Monday, December 06, 2010

A wee bit off course.

This past Saturday, I ran a 35k trail race in Woodside. There were some positives and negatives about this experience. As I sit here typing, the fact that my legs are continuously shooting up shards of searing pain keeps me coming back to the negative, but I'll try to pull out the positives too.

Let me start off with a comparison of the course maps. This is the official course map--the trails I was supposed to be on.






Okay, stay with me here. It's a bit confusing. At least, I was confused. Top that off with low blood sugar and tired legs, and I was REALLY confused. But then again, navigation was never my strong point.

So my course was the pink-green-pink loop. Little streamers in the trees were supposed to indicate what trail I needed to be on. So going out--easy--just follow the herd of runners. The green part was straightforward--out and back. No problems there. But THEN, this pink section again. So I, mistakenly, followed the pink streamers going back, not realizing that I was supposed to be following DIFFERENT pink streamers. I was alone by this point (well, I was following the second-placed woman, but she got lost too and took a turn heading back up the hill--we never saw each other again).

This is what I ran:


This is taken from my Garmin, post-race. If you compare it to the top map, I was a WEE-BIT off course coming back--it was apparently supposed to be some kind of loop. I'm still not sure what I did or how I ended back at the finish.

I started to get worried when I was completely on my own at mile 18--like--not even a sign of other runners. Then, I hit mile 22, which was supposed to be the end of the race, and I was still out (slightly bonking, mind you), in the middle of the forest. I tried dutifully locating those pesky pink streamers, and managed to locate the finish, but when I came in the opposite direction that other runners were finishing, I realized that I may have veered slightly off course.

The only positive to come out of tacking on an extra mile, phenomenally bonking, and running for almost 4 hours, is that I did not throw my shoes at the race directors or cry. I'm still so impressed that I held myself together.

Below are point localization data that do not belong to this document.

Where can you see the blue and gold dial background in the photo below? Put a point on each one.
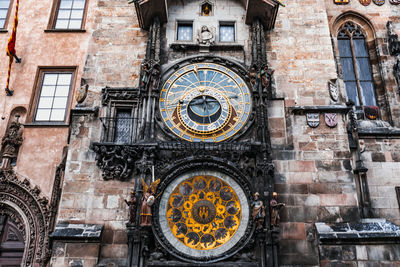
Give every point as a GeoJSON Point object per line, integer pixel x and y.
{"type": "Point", "coordinates": [205, 102]}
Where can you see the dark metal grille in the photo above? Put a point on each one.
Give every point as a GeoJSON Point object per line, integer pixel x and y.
{"type": "Point", "coordinates": [123, 126]}
{"type": "Point", "coordinates": [120, 129]}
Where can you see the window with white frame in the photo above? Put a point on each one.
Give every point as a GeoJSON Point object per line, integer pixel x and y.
{"type": "Point", "coordinates": [53, 96]}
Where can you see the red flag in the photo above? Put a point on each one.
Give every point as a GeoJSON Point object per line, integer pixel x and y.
{"type": "Point", "coordinates": [11, 49]}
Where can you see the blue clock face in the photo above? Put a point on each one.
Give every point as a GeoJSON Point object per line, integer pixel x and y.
{"type": "Point", "coordinates": [205, 102]}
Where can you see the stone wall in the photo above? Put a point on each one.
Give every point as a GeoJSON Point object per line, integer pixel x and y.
{"type": "Point", "coordinates": [313, 165]}
{"type": "Point", "coordinates": [382, 158]}
{"type": "Point", "coordinates": [115, 51]}
{"type": "Point", "coordinates": [360, 255]}
{"type": "Point", "coordinates": [39, 156]}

Another little "oops" by the race directors? The course map said the elevation gain was 3000 feet. And what did Garmin have to say about that? Try 5000 feet. I am still absolutely thrashed.

HOWEVER. The trails were magnificently, and I mean magnificently beautiful. I dodged banana slugs and deer and wound through towering redwoods and a palatial canopy. The climbs and descents were endlessly long and character-testing.

I find myself actually looking forward to a road race next--I think I'm much less apt to get lost.